KUALA LUMPUR: Malaysian palm oil futures dropped as much as 5.7% on Tuesday, extending losses to a fourth session, hampered by weaker crude prices and as surging COVID-19 cases in key buyer China raised worries about demand.
The benchmark palm oil contract for May delivery on the Bursa Malaysia Derivatives Exchange closed 3.66% down at 6,128 ringgit ($1,457.31) a tonne.
Palm prices are under pressure with speculative selling at current levels and negative sentiment in both Chicago and Dalian, said Paramalingam Supramaniam, director at Selangor-based brokerage Pelindung Bestari.
Exports in March are better-than-expected, and production is almost above 25% for the first 10 days of March, said Supramaniam. “This added with speculative selling will certainly pressure prices in the 2Q of 2022.”
Exports of Malaysian palm oil products for March 1-15 rose 15.6% to 585,277 tonnes from the same period in February, cargo surveyor Intertek Testing Services said.
Investors were also closely watching for export tax and policy changes in Indonesia after the world’s top producer expanded a rule requiring companies to sell 30% of their planned exports domestically.
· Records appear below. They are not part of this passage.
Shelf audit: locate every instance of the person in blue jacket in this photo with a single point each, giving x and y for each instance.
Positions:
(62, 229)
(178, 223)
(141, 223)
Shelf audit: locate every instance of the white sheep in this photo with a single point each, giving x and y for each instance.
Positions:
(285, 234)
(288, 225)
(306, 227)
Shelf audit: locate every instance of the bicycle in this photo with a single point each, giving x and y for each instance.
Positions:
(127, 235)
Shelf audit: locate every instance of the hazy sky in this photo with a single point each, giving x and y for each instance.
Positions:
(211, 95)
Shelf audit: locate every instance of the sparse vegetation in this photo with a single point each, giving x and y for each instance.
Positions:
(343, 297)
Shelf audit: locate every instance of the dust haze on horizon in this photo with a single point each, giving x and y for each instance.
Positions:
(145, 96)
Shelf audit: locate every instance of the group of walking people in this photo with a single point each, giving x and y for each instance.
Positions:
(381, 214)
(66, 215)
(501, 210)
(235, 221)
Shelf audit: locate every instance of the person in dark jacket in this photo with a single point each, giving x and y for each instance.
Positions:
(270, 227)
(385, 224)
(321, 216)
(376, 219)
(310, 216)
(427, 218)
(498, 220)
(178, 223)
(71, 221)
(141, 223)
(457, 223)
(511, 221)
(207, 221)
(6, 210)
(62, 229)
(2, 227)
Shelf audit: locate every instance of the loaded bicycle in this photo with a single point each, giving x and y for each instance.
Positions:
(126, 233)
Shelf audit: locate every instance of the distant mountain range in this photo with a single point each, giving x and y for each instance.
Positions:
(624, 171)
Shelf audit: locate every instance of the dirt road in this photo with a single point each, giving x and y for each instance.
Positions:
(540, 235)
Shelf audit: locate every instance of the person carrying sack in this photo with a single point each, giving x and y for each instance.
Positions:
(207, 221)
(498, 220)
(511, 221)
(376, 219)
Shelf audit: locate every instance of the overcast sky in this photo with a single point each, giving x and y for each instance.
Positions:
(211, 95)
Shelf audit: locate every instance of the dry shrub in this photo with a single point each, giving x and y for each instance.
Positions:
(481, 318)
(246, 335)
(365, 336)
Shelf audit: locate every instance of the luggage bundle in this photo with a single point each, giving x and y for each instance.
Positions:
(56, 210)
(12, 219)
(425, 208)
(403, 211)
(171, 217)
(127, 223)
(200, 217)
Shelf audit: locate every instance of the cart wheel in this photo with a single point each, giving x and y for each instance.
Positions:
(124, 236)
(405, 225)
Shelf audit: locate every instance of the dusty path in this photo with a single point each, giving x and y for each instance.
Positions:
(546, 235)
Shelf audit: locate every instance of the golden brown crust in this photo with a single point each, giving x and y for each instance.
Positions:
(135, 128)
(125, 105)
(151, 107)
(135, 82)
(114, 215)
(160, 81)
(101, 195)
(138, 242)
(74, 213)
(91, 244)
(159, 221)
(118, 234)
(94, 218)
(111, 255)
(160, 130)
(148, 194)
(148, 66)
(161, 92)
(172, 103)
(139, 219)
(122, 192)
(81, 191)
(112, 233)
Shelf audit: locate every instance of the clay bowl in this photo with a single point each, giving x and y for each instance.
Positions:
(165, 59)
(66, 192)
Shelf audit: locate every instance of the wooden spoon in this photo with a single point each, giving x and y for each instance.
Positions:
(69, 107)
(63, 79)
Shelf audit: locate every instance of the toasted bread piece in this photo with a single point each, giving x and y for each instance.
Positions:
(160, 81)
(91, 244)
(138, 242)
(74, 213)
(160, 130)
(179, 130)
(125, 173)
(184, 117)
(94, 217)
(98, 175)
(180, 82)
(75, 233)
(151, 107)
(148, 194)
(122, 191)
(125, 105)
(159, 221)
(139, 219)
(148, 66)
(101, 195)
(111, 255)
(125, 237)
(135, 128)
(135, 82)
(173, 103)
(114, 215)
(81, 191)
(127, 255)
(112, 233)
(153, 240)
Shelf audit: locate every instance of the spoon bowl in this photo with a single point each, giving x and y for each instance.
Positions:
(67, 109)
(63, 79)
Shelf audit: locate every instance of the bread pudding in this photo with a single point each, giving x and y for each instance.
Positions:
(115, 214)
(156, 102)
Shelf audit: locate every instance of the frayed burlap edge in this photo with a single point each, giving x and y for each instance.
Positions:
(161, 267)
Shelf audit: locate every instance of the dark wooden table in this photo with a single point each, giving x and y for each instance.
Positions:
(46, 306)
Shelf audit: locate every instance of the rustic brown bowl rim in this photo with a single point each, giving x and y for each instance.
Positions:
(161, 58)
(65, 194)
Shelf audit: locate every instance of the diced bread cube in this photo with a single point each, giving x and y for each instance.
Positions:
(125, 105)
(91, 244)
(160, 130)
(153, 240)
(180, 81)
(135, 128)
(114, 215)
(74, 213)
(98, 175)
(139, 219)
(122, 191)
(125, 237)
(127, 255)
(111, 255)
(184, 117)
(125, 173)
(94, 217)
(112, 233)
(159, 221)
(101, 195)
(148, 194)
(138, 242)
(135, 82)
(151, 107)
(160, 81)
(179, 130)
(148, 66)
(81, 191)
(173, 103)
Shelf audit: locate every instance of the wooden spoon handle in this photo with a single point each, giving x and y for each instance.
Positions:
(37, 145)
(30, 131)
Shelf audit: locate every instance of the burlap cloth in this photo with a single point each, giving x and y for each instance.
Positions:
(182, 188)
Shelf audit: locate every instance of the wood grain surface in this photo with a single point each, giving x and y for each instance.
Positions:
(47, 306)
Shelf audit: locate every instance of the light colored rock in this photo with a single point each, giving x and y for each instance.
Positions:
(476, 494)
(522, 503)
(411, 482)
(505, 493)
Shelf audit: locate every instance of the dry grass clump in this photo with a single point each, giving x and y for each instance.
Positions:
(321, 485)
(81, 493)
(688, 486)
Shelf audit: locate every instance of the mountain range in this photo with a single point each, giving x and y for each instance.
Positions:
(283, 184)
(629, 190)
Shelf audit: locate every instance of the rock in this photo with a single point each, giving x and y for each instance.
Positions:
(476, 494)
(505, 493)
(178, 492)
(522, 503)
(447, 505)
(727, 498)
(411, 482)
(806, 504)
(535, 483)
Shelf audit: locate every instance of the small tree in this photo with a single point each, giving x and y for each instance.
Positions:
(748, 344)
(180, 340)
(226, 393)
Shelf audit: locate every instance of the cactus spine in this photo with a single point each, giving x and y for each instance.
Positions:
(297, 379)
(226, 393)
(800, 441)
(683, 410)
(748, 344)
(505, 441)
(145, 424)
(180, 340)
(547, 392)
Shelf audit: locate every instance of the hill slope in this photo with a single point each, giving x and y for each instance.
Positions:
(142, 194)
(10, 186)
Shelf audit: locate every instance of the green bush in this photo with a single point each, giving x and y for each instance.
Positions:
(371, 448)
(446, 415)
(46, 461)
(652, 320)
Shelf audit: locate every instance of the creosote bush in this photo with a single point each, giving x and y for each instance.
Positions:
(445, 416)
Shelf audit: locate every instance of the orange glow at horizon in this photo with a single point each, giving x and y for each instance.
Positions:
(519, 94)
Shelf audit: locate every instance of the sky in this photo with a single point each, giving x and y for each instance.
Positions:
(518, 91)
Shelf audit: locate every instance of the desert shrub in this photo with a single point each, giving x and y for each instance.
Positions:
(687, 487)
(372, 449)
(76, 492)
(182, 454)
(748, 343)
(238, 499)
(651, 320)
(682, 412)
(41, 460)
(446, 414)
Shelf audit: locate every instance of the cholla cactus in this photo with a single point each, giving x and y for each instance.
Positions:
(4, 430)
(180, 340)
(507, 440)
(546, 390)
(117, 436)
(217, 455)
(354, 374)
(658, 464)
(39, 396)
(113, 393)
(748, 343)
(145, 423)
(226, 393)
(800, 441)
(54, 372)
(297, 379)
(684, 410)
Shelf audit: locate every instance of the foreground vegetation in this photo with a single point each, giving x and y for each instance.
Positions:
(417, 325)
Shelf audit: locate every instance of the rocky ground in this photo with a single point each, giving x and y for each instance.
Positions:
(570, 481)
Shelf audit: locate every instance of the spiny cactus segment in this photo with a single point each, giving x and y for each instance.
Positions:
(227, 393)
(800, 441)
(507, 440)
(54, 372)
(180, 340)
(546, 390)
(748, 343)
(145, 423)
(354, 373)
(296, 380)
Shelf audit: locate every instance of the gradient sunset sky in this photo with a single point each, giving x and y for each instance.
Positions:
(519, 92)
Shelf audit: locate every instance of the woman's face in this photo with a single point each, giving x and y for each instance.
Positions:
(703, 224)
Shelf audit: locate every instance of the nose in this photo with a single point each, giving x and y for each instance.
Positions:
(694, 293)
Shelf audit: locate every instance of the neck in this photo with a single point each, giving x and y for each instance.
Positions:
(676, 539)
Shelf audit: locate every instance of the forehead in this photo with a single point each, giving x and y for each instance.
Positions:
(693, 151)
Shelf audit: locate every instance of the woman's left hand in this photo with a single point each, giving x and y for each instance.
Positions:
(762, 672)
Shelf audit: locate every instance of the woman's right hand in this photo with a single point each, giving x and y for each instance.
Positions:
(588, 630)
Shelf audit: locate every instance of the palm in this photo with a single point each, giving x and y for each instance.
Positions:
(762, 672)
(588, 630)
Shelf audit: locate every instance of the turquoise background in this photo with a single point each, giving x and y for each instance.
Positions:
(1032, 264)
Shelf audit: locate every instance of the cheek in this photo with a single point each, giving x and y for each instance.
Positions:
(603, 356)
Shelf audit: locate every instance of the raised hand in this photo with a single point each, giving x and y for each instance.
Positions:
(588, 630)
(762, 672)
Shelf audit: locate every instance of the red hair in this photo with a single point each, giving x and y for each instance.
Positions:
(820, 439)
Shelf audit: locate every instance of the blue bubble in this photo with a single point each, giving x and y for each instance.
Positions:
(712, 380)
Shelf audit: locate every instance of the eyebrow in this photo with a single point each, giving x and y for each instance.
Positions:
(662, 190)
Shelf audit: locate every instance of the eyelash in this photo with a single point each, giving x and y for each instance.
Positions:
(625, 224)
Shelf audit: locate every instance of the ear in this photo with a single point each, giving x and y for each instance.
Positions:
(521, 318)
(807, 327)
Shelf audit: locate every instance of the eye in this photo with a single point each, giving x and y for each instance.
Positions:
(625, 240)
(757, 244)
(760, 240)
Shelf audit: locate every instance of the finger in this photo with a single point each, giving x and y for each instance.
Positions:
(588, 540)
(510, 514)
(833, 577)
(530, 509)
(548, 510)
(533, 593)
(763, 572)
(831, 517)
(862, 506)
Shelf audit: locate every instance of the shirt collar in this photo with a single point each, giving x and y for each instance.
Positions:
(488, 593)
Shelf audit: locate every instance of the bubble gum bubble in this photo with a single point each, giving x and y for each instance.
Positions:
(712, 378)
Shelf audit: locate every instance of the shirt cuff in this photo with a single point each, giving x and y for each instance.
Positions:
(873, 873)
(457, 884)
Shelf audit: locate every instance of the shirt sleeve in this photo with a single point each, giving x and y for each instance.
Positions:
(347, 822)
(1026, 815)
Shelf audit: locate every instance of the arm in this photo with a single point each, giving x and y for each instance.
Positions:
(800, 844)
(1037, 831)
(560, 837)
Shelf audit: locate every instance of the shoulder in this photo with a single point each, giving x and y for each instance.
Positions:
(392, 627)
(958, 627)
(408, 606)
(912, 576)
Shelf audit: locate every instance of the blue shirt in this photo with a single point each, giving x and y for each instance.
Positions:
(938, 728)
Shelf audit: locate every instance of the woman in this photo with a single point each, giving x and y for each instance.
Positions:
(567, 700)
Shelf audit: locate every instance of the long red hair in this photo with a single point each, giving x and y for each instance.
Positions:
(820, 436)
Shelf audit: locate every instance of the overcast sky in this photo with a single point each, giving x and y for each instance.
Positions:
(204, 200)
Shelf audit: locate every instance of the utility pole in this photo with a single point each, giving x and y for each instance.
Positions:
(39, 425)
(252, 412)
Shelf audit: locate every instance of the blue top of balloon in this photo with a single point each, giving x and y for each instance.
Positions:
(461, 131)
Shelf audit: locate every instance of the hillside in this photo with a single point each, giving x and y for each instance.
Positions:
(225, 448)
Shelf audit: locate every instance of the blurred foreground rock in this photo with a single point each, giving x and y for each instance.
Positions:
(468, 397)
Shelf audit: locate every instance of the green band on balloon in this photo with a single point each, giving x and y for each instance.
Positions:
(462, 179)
China reported a steep jump in daily COVID-19 infections on Tuesday, with new cases more than doubling from a day earlier to a two-year high as a virus outbreak expanded rapidly in the country’s northeast.
Dalian’s most-active soyoil contract fell 1.9%, while its palm oil contract was down 5.2%. Soyoil prices on the Chicago Board of Trade declined 1.7%.
Palm oil is affected by price movements in related oils as they compete for a share in the global vegetable oils market.
Oil prices extended losses, sliding to a two-week low as ceasefire talks between Russia and Ukraine eased fears of further supply disruptions and surging COVID-19 cases in China fuelled concerns about slower demand.
Weaker crude makes palm a less attractive option for biodiesel feedstock.